Putin amenaza con cortar el gas a Europa: ¿oportunismo o estrategia?
La guerra en Irán ha reabierto el debate energético en Europa con una nueva amenaza de Vladímir Putin: cortar por completo los envíos de gas ruso al continente. La advertencia, lanzada a finales de marzo de 2025, llega cuando la UE aún no ha logrado desengancharse del gas ruso, a pesar de sus promesas. Según datos del Instituto de Estudios Energéticos de Oxford (OIES), las importaciones europeas de gas ruso cayeron de 142 bcm en 2021 a 31 bcm en 2024, con una proyección de apenas 16-18 bcm para 2025. Sin embargo, España ha duplicado sus compras a Rusia en el último año, según fuentes del sector. La disyuntiva es cruda: o se acelera la transición energética o se negocia con el Kremlin bajo presión.

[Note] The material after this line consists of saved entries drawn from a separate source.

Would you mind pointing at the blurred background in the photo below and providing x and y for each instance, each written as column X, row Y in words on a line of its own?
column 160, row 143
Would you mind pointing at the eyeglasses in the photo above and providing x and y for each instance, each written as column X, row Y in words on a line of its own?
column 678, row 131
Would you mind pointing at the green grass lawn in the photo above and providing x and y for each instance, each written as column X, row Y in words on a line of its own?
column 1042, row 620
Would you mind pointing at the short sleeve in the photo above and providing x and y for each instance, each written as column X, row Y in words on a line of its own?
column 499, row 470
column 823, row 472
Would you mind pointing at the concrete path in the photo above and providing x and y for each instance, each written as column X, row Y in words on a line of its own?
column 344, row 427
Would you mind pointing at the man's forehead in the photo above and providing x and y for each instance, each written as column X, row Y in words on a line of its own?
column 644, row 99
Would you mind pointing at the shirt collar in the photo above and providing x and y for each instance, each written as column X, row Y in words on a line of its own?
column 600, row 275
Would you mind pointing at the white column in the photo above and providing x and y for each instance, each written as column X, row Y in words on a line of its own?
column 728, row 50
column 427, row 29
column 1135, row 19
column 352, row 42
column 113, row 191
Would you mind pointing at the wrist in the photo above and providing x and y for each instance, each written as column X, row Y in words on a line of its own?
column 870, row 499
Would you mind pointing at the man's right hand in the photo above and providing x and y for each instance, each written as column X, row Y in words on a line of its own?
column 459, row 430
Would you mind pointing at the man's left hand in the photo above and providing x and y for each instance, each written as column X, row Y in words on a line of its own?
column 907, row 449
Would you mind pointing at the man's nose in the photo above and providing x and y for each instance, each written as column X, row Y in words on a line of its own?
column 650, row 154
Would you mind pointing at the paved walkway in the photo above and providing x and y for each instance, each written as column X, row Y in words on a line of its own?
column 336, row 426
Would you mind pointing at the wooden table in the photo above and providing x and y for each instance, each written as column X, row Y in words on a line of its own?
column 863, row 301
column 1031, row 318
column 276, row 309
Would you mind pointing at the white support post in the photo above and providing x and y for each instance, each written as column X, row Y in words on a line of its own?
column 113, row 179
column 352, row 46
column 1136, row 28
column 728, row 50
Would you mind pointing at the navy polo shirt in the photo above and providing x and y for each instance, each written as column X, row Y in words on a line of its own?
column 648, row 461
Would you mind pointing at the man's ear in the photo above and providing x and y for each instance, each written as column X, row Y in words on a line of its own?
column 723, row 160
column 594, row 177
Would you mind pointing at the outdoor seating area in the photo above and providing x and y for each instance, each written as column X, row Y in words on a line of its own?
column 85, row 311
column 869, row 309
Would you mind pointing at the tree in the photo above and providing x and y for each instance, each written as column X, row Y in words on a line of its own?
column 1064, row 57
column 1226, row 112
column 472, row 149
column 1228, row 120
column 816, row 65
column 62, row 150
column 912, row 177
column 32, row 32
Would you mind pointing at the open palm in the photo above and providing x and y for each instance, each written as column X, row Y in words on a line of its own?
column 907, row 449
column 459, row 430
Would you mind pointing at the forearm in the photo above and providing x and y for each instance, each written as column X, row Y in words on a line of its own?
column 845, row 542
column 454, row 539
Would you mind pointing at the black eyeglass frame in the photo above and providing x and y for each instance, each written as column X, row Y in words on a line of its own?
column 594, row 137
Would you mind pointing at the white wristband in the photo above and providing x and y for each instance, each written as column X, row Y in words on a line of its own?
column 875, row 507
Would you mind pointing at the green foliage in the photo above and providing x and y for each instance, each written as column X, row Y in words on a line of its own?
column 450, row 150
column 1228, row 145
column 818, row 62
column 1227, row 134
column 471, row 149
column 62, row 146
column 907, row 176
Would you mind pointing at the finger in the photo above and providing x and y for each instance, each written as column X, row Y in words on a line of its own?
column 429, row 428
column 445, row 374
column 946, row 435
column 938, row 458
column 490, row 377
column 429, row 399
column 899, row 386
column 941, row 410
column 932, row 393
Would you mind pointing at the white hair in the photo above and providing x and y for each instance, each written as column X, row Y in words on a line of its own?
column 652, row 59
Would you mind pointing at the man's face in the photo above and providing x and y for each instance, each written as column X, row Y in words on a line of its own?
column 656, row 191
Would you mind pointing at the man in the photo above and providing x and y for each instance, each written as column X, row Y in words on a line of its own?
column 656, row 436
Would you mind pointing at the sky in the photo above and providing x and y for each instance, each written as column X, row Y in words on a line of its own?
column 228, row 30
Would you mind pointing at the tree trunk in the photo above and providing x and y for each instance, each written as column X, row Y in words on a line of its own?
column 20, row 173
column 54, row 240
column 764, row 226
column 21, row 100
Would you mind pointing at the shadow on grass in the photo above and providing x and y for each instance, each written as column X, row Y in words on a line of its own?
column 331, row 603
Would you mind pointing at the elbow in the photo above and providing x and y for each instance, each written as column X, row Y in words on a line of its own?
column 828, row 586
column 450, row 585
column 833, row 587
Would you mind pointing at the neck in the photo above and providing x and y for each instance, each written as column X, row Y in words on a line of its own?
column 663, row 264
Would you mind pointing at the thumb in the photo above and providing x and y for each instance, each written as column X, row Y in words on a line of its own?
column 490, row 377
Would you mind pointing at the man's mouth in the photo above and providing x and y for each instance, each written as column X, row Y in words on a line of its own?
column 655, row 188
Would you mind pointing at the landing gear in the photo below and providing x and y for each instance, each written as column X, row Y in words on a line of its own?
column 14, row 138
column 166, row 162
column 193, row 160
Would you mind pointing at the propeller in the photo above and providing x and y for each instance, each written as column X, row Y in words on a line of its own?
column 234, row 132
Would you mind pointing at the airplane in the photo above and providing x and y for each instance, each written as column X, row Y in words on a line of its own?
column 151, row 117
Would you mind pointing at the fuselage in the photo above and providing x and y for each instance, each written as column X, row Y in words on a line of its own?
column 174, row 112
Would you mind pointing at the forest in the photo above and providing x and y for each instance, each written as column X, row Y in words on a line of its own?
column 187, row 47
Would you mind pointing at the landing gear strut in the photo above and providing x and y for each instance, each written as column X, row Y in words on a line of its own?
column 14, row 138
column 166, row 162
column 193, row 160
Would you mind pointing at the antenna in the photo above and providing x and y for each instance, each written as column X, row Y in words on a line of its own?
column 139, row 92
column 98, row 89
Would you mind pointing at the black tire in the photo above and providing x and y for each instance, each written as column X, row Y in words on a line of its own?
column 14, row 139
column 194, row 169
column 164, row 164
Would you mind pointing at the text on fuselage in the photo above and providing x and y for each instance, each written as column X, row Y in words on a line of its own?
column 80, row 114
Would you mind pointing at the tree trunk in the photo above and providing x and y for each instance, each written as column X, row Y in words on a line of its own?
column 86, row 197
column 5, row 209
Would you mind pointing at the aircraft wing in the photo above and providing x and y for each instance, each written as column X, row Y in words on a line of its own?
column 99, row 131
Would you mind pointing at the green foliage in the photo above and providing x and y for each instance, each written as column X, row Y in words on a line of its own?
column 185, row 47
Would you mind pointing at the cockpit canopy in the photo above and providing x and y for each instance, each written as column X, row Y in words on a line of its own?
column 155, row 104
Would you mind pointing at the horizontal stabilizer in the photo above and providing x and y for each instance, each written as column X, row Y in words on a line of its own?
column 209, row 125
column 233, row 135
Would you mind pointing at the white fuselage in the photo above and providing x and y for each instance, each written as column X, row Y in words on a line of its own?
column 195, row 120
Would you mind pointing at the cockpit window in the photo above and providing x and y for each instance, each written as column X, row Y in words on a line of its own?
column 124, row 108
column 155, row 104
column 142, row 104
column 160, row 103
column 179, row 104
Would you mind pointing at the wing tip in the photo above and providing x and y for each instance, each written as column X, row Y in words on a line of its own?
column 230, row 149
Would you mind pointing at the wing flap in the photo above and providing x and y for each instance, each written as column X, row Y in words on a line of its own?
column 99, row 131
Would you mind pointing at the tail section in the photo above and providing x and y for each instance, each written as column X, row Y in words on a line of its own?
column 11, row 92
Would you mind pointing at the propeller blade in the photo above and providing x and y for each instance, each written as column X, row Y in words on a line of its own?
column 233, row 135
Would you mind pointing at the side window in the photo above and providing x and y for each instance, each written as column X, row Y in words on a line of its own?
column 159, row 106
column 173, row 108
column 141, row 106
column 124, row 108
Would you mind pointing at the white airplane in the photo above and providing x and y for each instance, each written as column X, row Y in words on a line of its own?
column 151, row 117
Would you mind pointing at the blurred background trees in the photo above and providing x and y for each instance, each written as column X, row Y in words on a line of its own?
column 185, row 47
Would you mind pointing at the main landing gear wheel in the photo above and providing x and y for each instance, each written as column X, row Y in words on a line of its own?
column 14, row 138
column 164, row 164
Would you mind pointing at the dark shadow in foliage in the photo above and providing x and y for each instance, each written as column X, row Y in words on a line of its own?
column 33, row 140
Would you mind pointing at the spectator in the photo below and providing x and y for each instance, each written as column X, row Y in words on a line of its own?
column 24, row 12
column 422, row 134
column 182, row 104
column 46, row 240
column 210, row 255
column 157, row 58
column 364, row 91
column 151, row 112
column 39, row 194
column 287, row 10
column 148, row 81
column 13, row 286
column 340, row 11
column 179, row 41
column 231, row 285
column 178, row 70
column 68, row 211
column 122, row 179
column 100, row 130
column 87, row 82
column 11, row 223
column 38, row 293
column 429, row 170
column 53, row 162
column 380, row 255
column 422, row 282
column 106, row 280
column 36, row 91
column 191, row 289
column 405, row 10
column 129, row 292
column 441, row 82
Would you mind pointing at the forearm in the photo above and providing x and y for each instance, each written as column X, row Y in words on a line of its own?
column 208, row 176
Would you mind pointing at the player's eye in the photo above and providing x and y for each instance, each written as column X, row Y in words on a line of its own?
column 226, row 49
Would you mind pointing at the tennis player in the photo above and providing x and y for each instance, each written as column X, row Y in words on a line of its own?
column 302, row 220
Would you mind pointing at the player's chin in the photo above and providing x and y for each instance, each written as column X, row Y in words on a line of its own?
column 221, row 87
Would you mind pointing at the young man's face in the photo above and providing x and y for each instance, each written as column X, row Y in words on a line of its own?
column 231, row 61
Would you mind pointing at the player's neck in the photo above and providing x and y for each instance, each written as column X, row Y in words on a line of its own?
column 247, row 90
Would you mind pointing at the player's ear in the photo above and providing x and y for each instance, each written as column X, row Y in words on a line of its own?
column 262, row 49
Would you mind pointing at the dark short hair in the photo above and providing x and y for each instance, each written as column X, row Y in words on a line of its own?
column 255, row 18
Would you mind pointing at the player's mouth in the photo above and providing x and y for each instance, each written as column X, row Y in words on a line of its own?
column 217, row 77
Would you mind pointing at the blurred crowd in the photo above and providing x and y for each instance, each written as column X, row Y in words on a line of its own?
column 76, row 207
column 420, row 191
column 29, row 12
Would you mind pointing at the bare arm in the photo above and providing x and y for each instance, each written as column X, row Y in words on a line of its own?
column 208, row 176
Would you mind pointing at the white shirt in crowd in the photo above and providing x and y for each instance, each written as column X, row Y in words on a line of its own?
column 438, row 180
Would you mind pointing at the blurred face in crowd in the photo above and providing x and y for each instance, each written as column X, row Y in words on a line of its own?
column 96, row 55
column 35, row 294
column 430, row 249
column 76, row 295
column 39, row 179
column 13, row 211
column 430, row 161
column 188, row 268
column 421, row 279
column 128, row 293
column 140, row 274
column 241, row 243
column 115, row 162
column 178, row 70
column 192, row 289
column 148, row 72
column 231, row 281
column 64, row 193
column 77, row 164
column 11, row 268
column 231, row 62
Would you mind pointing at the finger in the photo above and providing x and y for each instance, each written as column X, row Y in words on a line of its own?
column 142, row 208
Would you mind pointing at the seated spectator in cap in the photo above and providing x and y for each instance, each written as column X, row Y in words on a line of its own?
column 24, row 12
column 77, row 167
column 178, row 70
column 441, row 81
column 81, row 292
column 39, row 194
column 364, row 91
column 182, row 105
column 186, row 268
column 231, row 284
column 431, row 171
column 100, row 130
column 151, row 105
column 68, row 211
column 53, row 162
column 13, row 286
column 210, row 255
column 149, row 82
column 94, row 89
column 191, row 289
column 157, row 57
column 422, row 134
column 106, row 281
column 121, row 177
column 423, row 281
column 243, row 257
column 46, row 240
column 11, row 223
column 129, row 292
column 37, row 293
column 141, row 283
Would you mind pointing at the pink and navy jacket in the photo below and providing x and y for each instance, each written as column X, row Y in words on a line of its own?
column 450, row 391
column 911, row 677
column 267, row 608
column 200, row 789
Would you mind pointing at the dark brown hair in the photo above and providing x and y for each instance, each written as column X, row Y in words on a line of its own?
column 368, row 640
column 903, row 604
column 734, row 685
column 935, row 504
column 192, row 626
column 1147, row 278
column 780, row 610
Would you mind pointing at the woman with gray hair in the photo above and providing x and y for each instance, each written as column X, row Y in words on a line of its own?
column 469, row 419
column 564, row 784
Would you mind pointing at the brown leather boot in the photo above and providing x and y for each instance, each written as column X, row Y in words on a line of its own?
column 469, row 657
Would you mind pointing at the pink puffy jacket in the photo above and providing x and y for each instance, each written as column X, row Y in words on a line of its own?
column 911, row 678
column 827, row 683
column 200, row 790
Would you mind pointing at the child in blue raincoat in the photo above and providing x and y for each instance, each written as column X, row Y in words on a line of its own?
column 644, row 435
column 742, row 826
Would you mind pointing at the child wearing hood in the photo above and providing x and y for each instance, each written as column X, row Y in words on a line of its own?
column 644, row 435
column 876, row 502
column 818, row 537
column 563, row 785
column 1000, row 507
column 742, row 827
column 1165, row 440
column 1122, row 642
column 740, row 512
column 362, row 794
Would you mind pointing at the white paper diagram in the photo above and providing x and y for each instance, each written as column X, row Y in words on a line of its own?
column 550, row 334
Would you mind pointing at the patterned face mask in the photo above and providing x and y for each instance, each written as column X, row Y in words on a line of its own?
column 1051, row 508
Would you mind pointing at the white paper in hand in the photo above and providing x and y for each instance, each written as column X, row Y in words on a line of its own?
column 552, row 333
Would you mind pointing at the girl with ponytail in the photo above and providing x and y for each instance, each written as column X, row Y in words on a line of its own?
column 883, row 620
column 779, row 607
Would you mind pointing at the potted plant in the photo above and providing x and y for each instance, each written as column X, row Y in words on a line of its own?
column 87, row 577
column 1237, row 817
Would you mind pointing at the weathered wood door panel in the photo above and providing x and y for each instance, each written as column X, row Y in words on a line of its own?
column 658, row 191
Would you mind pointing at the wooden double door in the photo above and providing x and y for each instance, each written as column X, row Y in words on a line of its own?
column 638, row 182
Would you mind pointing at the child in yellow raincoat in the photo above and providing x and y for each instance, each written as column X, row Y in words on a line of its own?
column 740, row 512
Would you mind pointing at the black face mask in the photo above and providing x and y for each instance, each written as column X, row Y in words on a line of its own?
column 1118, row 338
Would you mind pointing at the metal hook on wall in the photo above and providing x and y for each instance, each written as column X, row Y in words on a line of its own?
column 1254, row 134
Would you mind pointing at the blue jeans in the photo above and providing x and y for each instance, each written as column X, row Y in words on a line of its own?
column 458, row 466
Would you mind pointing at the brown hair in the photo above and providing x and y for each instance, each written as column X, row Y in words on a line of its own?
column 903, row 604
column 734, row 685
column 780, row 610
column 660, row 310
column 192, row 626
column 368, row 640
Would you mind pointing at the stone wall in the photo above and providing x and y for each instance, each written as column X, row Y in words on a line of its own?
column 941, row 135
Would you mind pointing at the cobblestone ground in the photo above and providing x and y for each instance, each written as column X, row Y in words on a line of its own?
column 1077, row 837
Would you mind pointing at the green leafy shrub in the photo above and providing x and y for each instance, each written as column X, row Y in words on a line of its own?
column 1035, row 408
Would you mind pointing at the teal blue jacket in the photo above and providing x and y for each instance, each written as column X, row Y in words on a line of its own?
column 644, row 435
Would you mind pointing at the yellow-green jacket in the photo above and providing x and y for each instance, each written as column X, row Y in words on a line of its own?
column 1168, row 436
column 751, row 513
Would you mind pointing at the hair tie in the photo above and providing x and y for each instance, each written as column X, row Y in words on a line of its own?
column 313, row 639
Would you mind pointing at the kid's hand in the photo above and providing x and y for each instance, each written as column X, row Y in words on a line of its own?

Las cifras de la dependencia energética
El descenso de las importaciones es innegable, pero no total. La UE se ha fijado 2027 como fecha límite para eliminar el gas ruso, pero el conflicto iraní ha provocado un aumento de los precios del gas y ha dado a Putin una nueva baza geopolítica. Los datos de OIES muestran que la reducción ha sido del 78% respecto a 2021, pero los 31 bcm de 2024 todavía representan una parte significativa del suministro. En España, el mix eléctrico depende en un 15-25% de ciclos combinados de gas, y el cierre de centrales nucleares agravaría la situación. Mientras, el hidrógeno verde y las baterías se presentan como alternativas, pero a costes aún elevados.
El juego de ajedrez de Putin
La amenaza no es nueva, pero el contexto sí. Con Irán en guerra y los ataques a petroleros en el estrecho de Ormuz, el mercado energético mundial está tenso. Putin sabe que Europa no puede permitirse otro shock de suministro. Algunos analistas apuntan a que el corte total sería contraproducente para Rusia, que necesita ingresos; otros ven una maniobra para forzar a la UE a negociar un nuevo acuerdo en Términos favorables. La postura mayoritaria entre los analistas es que Europa debe acelerar las renovables y el almacenamiento, pero una corriente pragmática señala que, a corto plazo, es imposible prescindir del gas ruso sin riesgos de recesión.
La disyuntiva final
¿Cederá Europa y retrasará el apagón del gas ruso más allá de 2027? La pregunta queda abierta. Lo cierto es que la dependencia energética sigue siendo el talón de Aquiles de la UE, y cada crisis geopolítica lo recuerda. Mientras, los inversores en renovables miran con recelo, y el gas sigue fluyendo, aunque menos.